Despite strong support of breastfeeding by organizations such as the American Academy of Pediatrics, the American Congress of Obstetricians and Gynecologists, and the American Academy of Family Physicians, the rate of breastfeeding initiation at the time of delivery and continuation at 6 months postpartum is below the Center of Disease Prevention's Healthy People 2010 goals (1). UNICEF and the World Health Organization (WHO) have estimated that if all babies were breastfed for a minimum of the first six months of their lives, the rate of morbidity and malnutrition would significantly decrease all over the world (2). The benefits of breastfeeding are numerous for both mothers and infants, with infants obtaining optimal nutrition and passive immunity, and mothers obtaining a more rapid return of postpartum uterine tone, postpartum weight loss, delay of ovulation, and decreased risk of breast, ovarian, and endometrial cancers (3). As a result of this information, in 1991 WHO and UNICEF launched the Baby-Friendly Hospital Initiative (BFHI) to encourage proper infant feeding practices starting at birth. It is based on ten steps, which the hospital must meet and maintain to obtain certification. In support of Step Four of the BFHI to "help mothers initiate breastfeeding within one hour of birth," the skin-to-skin variation of Kangaroo Mother Care was initiated (4).
Kangaroo position, or skin to skin contact (SSC) on a mother's chest, provides thermoregulation, physiological stability, appropriate stimulation, and encourages bonding and breastfeeding (5). In fact, early SSC was significantly associated with type of feeding at discharge through 3 months postpartum (6). Regrettably, according to the American Academy of Pediatrics, some obstacles to SSC and breastfeeding include insufficient prenatal education, disruptive obstetrical practices, and a lack of family and societal support (7). Delivery room and postpartum hospital routines may also significantly disrupt early maternal-infant interactions (8). These barriers to breastfeeding and SSC are more prevalent amongst vulnerable groups, which includes low income, low educational level, and black populations. While effective initiatives such as BFHI are present in hospital settings, guidelines for primary care based interventions originating in a clinician's office currently do not exist (3). Through encouraging education regarding SSC before the time of delivery, patients can actively participate in SSC during delivery and advocate for early SSC (9).
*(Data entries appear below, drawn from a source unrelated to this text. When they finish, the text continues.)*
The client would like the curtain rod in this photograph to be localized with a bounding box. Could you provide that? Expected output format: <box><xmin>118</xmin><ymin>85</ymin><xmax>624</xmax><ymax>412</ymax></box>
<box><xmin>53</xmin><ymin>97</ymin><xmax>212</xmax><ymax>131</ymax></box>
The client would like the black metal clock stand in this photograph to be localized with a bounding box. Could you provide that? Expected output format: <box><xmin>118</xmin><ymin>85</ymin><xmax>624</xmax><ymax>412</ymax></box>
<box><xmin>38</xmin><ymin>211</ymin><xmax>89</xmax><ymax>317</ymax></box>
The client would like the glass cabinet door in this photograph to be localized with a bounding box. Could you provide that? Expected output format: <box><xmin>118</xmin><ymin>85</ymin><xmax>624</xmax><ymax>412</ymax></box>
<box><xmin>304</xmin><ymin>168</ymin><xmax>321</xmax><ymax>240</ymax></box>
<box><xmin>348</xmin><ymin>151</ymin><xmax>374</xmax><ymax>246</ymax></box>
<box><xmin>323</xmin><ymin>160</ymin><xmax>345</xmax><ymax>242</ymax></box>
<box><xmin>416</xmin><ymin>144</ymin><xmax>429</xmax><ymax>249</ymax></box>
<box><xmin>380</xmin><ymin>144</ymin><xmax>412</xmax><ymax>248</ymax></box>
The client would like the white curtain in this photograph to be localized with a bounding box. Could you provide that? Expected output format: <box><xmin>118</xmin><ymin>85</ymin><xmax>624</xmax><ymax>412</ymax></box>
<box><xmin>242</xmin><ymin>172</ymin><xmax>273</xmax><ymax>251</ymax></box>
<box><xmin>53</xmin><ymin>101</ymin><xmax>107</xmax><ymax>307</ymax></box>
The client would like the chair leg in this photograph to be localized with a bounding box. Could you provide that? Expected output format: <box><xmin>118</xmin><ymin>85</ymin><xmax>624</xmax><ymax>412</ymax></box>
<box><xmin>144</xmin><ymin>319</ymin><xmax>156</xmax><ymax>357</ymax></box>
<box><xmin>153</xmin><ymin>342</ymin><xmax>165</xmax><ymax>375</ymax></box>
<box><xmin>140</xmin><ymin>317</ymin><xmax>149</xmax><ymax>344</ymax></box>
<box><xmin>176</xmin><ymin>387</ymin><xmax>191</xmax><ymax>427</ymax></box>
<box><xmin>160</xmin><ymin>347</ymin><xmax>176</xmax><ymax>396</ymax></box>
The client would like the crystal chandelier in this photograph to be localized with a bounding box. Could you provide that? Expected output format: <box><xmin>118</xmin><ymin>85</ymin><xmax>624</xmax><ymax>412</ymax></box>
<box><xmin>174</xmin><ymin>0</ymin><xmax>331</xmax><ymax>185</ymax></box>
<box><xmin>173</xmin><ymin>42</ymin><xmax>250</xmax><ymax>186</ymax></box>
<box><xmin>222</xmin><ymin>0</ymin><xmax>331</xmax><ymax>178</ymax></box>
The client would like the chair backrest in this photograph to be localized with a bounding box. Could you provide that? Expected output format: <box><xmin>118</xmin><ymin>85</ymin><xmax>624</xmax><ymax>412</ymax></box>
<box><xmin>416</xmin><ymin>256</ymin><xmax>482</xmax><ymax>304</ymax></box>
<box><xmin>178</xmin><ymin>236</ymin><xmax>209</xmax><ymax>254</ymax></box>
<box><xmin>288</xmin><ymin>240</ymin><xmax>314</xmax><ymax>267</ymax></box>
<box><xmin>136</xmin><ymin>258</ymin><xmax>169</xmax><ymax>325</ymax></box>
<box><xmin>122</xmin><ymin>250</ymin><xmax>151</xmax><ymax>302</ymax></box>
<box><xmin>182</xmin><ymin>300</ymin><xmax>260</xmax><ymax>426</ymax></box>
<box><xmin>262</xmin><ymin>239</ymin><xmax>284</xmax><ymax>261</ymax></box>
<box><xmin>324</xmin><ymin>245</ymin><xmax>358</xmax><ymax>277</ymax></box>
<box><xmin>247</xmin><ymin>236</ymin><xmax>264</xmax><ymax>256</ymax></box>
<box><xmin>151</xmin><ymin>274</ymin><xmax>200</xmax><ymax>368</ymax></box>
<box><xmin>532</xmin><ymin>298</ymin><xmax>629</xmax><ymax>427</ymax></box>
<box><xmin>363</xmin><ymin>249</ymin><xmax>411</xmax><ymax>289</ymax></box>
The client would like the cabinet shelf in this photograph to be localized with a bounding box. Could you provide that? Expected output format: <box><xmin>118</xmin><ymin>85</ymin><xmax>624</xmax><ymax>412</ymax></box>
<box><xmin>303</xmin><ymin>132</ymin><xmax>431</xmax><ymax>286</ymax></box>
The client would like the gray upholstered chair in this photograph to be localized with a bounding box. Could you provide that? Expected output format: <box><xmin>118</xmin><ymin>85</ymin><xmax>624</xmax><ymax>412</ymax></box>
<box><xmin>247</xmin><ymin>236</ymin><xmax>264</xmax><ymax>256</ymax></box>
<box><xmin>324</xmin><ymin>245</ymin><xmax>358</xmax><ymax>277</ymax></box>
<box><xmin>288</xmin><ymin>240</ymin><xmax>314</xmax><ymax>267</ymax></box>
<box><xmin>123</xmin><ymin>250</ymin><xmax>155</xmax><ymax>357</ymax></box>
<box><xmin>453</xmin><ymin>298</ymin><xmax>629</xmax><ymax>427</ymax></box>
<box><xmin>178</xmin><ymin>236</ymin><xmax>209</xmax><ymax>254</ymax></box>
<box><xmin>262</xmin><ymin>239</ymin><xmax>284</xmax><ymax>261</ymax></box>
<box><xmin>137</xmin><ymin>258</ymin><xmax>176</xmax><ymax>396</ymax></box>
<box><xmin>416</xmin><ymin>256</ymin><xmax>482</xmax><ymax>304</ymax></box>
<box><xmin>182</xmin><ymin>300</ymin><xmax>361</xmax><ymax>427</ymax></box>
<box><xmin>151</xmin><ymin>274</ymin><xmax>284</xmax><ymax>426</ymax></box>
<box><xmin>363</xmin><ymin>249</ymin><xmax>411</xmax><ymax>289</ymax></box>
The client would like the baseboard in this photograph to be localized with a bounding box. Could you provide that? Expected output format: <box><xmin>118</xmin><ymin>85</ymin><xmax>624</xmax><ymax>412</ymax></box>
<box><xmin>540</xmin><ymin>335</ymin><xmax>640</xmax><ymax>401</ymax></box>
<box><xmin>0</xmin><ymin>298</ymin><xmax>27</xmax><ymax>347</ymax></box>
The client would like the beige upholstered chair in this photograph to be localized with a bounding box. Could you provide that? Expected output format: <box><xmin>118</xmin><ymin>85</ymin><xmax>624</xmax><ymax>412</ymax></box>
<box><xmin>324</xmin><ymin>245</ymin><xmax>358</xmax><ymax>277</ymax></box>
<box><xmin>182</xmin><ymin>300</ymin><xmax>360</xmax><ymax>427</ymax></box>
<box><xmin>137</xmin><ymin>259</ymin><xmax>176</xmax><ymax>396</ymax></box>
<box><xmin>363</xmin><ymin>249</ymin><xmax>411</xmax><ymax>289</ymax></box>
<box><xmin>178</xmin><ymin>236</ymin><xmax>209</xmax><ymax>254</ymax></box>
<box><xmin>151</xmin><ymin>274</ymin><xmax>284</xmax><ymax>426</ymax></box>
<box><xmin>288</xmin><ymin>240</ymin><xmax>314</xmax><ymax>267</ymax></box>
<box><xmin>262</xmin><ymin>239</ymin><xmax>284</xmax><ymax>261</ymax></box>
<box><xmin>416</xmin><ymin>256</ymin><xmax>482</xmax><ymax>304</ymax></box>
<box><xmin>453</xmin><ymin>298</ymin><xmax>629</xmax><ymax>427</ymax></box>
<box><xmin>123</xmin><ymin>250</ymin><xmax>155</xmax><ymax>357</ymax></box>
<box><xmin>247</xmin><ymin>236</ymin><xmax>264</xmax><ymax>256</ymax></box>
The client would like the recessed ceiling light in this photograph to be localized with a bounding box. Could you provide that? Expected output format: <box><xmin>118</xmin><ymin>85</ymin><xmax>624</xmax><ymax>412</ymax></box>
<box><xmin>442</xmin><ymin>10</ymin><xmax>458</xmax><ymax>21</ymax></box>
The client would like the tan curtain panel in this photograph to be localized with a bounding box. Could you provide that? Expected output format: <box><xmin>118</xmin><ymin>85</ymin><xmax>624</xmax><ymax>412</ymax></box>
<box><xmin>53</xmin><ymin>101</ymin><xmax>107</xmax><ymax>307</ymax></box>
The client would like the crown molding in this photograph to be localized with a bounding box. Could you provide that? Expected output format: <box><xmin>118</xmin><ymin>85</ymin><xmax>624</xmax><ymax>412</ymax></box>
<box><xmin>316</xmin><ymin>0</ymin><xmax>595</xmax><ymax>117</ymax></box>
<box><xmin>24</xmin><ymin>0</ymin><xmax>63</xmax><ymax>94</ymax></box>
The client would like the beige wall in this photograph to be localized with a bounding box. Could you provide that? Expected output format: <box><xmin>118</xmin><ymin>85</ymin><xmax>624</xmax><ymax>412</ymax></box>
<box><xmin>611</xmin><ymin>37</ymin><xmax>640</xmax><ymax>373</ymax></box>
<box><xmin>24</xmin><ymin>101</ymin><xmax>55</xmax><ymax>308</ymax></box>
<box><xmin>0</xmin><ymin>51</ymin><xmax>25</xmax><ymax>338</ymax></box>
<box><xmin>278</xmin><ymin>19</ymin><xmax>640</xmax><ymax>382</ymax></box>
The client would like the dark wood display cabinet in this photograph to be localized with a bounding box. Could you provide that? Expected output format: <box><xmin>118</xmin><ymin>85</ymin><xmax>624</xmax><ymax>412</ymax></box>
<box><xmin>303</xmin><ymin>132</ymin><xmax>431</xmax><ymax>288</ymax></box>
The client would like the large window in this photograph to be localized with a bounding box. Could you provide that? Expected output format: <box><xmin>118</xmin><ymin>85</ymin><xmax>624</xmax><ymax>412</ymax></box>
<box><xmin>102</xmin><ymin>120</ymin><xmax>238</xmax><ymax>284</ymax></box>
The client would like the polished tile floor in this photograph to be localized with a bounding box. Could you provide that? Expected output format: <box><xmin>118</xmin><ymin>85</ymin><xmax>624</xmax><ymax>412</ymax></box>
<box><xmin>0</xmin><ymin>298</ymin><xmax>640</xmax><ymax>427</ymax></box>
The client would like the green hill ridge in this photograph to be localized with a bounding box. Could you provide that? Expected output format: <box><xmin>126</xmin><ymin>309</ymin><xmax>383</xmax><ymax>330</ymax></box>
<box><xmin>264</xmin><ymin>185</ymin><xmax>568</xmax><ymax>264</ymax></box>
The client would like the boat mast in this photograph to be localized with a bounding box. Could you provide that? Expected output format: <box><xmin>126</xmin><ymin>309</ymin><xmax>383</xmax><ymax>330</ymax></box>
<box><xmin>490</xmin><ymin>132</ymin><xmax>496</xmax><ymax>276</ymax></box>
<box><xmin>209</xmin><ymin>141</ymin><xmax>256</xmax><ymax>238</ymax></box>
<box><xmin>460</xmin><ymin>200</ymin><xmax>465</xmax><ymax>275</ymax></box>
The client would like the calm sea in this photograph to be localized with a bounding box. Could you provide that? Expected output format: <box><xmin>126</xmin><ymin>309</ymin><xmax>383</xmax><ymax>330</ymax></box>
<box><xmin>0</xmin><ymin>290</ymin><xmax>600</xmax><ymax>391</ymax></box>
Education can easily influence behavior habits and does not need to require special difficulties on behalf of providers (9). In fact, educational programs have the single greatest effect of any single intervention on both initiation and short term duration for breastfeeding (3). Women who attended breastfeeding classes with lactation consultants - with or without video supplementation - had significantly increased breastfeeding at six months when compared to controls (1). Currently, common office practices include provision of written materials and discharge packets. Neither practice has been shown to be effective in increasing rates of breastfeeding. On the contrary, discharge packets have been shown to reduce the rates of breastfeeding (3). Ideally, breastfeeding education would use both individual or group sessions where both benefits of breastfeeding and SSC would be discussed (10). However, in a busy clinic setting filled with a vulnerable patient population, having the ability to get to extra educational classes is not always an option.
Regardless of amount of prenatal education provided, Southview Medical Center will study participating patients at the time of admission for delivery who watch an 8 minutes 52 second patient education DVD titled "Jumping into Kangaroo Care" by the Ohio Department of Health. Of importance, studies so far have shown no clear pattern for the outcome of breastfeeding in respect to intervention timing (7). In an analysis regarding video modeling, patients who viewed videotapes regarding treatment options had a greater understanding of the risks and benefits of those choices and were more apt to be active participants in decision making (11). Audio-visual material can also be entertaining and can be used by those who have limited literacy. Moreover, the information provided to patients on video has the advantage of being repeatable and consistent, which would allow us to provide the same information to all of our patients (12). By educating patients in a video format at the beginning of their delivery admission, patients will have time to formulate questions and opinions to help them engage in an active dialogue with the staff that will be preforming the delivery. The goal of educating mothers is not only to increase their knowledge and skills but also to influence their attitudes (13). By providing a video which models SSC to all non-emergent anticipated vaginal deliveries upon admission to the hospital, the investigators' hope is to encourage patients to actively participate in SSC at the time of delivery and become their own advocates.
The main purpose of this study is to determine the effect of prenatal video education on pregnant women's intention to practice SSC after birth. This study is critical as quality measures for Southview Medical Center for quarter one of 2017 showed that the hospital has only been 50% successful at initiating skin to skin in vaginal deliveries after 37 weeks gestation with a 5 minute APGAR of 7. The hospital's goal per BFHI is 82%. The investigators' hypothesis is that 30% or more women who did not plan to use SCC would indicate their intention to use SSC post-intervention as compared to those who did not receive the intervention.